MATERIALS AND METHODS

Study subjects

Colorectal adenoma patients (n = 150) were recruited from King Abdulla University Hospital (Ramtha, Jordan) during the period between January 2016 and February 2017. To select these patients, the biopsy samples from 400 subjects who visited the Endoscopy Unit at King Abdullah University Hospital were examined by a pathologist. Subjects (n = 150) who were confirmed pathologically to have tubular adenoma, villous adenoma, or tubulovillious adenoma were investigated in the study. Inclusion criteria include the number of polyps and the patient's previous treatment status. Patients with more than 10 polyps and without any surgical removal of polyps were enrolled in this study. However, those with a previous history of irritable bowel syndrome or Crohn’s disease were excluded. Clinical data were collected from patient's history files. The study was approved in advance by the Institution Review Board at King Abdullah University Hospital and Jordan University of Science and Technology (Ramtha, Jordan). Informed written consents were obtained from all participants. Besides, 150 cancer-free individuals with no previous family history of polyps were recruited as controls.
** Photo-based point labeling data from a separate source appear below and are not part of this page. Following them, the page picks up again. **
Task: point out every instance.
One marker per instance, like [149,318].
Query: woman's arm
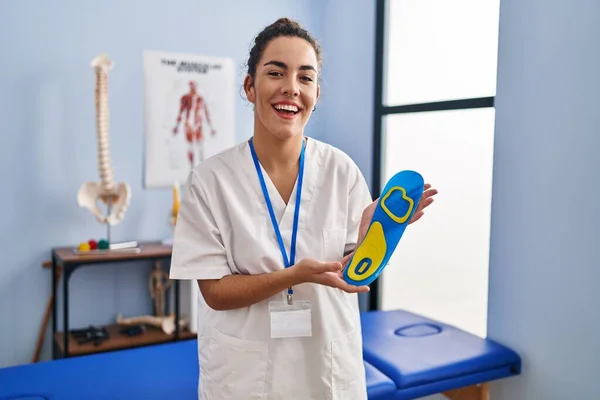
[237,291]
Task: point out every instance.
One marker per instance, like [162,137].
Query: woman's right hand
[324,273]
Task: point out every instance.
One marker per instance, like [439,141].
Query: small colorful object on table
[104,246]
[396,207]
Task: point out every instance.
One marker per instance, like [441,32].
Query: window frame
[381,110]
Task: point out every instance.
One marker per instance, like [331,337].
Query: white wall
[544,263]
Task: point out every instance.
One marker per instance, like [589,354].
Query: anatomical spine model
[115,195]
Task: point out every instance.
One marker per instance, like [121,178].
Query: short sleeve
[198,250]
[359,199]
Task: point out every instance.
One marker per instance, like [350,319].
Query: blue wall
[544,271]
[47,109]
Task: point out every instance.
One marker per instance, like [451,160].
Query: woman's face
[285,87]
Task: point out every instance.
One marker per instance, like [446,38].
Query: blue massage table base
[407,356]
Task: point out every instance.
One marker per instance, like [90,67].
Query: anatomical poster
[189,113]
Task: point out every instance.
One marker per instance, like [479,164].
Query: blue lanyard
[287,262]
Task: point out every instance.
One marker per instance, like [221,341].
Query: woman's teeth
[286,107]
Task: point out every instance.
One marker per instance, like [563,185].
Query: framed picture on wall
[189,113]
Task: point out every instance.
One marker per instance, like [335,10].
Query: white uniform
[224,228]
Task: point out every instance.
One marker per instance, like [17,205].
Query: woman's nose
[291,89]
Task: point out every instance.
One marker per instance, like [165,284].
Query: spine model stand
[115,196]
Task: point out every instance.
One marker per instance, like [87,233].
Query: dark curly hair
[281,27]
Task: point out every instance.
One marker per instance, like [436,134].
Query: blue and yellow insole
[396,207]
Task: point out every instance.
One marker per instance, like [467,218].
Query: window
[434,113]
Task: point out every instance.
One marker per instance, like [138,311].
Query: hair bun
[286,22]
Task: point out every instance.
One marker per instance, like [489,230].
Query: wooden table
[67,260]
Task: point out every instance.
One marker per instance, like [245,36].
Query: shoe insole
[396,207]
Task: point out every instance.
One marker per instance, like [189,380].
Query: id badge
[290,320]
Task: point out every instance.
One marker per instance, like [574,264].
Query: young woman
[264,227]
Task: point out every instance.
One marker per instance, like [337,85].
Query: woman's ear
[249,89]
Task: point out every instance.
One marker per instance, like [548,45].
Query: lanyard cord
[291,261]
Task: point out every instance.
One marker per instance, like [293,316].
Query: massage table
[407,356]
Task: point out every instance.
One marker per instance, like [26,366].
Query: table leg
[66,273]
[54,311]
[177,311]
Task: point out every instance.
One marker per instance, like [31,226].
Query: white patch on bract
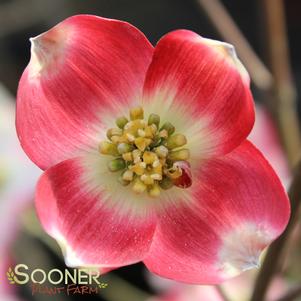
[200,140]
[228,51]
[102,183]
[241,249]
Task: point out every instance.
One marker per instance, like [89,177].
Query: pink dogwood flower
[145,151]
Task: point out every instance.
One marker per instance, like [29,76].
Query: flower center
[148,156]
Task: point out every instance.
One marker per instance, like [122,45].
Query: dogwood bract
[145,151]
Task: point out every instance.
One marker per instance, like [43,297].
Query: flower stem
[277,249]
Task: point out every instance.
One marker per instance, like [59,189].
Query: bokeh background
[266,34]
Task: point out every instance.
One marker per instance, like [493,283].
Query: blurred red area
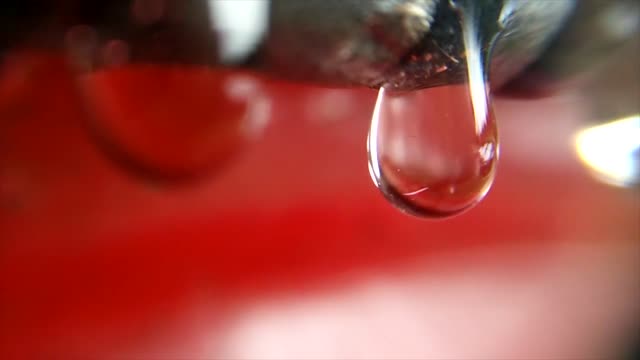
[96,261]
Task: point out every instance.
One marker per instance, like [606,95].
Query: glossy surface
[291,253]
[173,121]
[429,154]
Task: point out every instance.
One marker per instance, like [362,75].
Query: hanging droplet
[433,152]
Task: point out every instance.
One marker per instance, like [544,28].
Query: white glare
[612,150]
[240,25]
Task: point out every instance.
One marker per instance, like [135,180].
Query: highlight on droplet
[428,153]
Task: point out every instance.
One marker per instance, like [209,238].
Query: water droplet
[157,99]
[433,152]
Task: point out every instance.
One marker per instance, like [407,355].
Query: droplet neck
[433,152]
A structured questionnaire interview was established to collect data on the characteristics of the study participants.

Sample collection and handling

One blood sample was collected from each participant. Five milliliters of whole blood was collected in EDTA tubes. Samples were transported on ice to the DNA extraction laboratory at Princess Haya Biotechnology Center (Ramtha, Jordan) and either processed immediately or stored at 4 C and extracted the next day.

Genomic DNA extraction

DNA was extracted from whole blood samples using Qiagen® genomic DNA purification kit (Qiagen, USA) according to the manufacturer’s instructions. The concentration of DNA was determined using Nano Drop 2000 (Thermo Scientific, USA). To check the quality of extracted DNAs, two microliters from each extracted DNA sample was subjected to agarose gel electrophoresis. Extracted DNA samples were stored at -80 C.

Polymerase chain reaction (PCR) procedure

All exons of MUTYH gene were amplified using PCR. The primers were designed using Primer3 Plus (http://www.bioinformatics.nl/cgi-bin/primer3plus/ primer3plus.cgi/). Eight amplicons were designed comprising the whole coding regions of MUTYH gene as well as the 5’ untranslated region and exon-intron boundaries (Fig. 1). Amplification of the target sequences was performed using conventional PCR (VeritiTM Thermal Cycler from Applied Bioscience). PCR was carried out in a reaction volume of 25 L containing 12.5 L commercial 2 Master Mix (2.5 U Taq of DNA polymerase, 3 mM of MgCl2, and 0.5 mM of dNTPs), and buffer (100 mM of KCl, 20 mM of Tris HCl [pH8.3]), as well as 2L of each forward and reverse primer (10µM), 6.5 µl of nuclease-free water, and 2-3 µl of sample DNA. The list of primers and sequences for each amplicon are shown in Table 1.

Fig. 1

Schematic representation of the designed MUTYH amplicons. MUTYH 5′untranslated region, 16 exons, and exons-intron boundaries were amplified in eight amplicons

Table 1

Primer sequences for MUTYH amplicons

Amp licon	Reverse primer	Forward primer	Size (bp)
1	ctttggatcacaacgctcaa	aggagacggaccgcaagt	410
2	gccaagagtaaacccgtgag	cttgggccacaacctagttc	300
3	catactgccacaggctgct	ggtctgacccatgacccttc	590
4	tggctatagaagtggcctaca	accccaacatcctaccagag	593
5	gcagtgttcccttcttttagg	cacgcccagtatccaggta	690
6	agggaatcggcagctgag	aaggaagtacaacaaagacaacaaa	459
7	acaaaagtactgggacatgaagtt	cctggagtggagaatgttca	239
8	gctctacagcattccaggcta	aatcacttgaggccagaatca	410

Gel electrophoresis

Five microliters from each PCR product was loaded on 2% agarose gel. The electrophoresis was run at 140 volts for 40 minutes. The running Tris/Borate/EDTA buffer was diluted to 1, and the bands were then detected under a UV light in Gel DocTM XR system (BioRad, USA) using Red Safe stain (iNtRON). Images were processed and analyzed by Quantity One 4.6.9 software.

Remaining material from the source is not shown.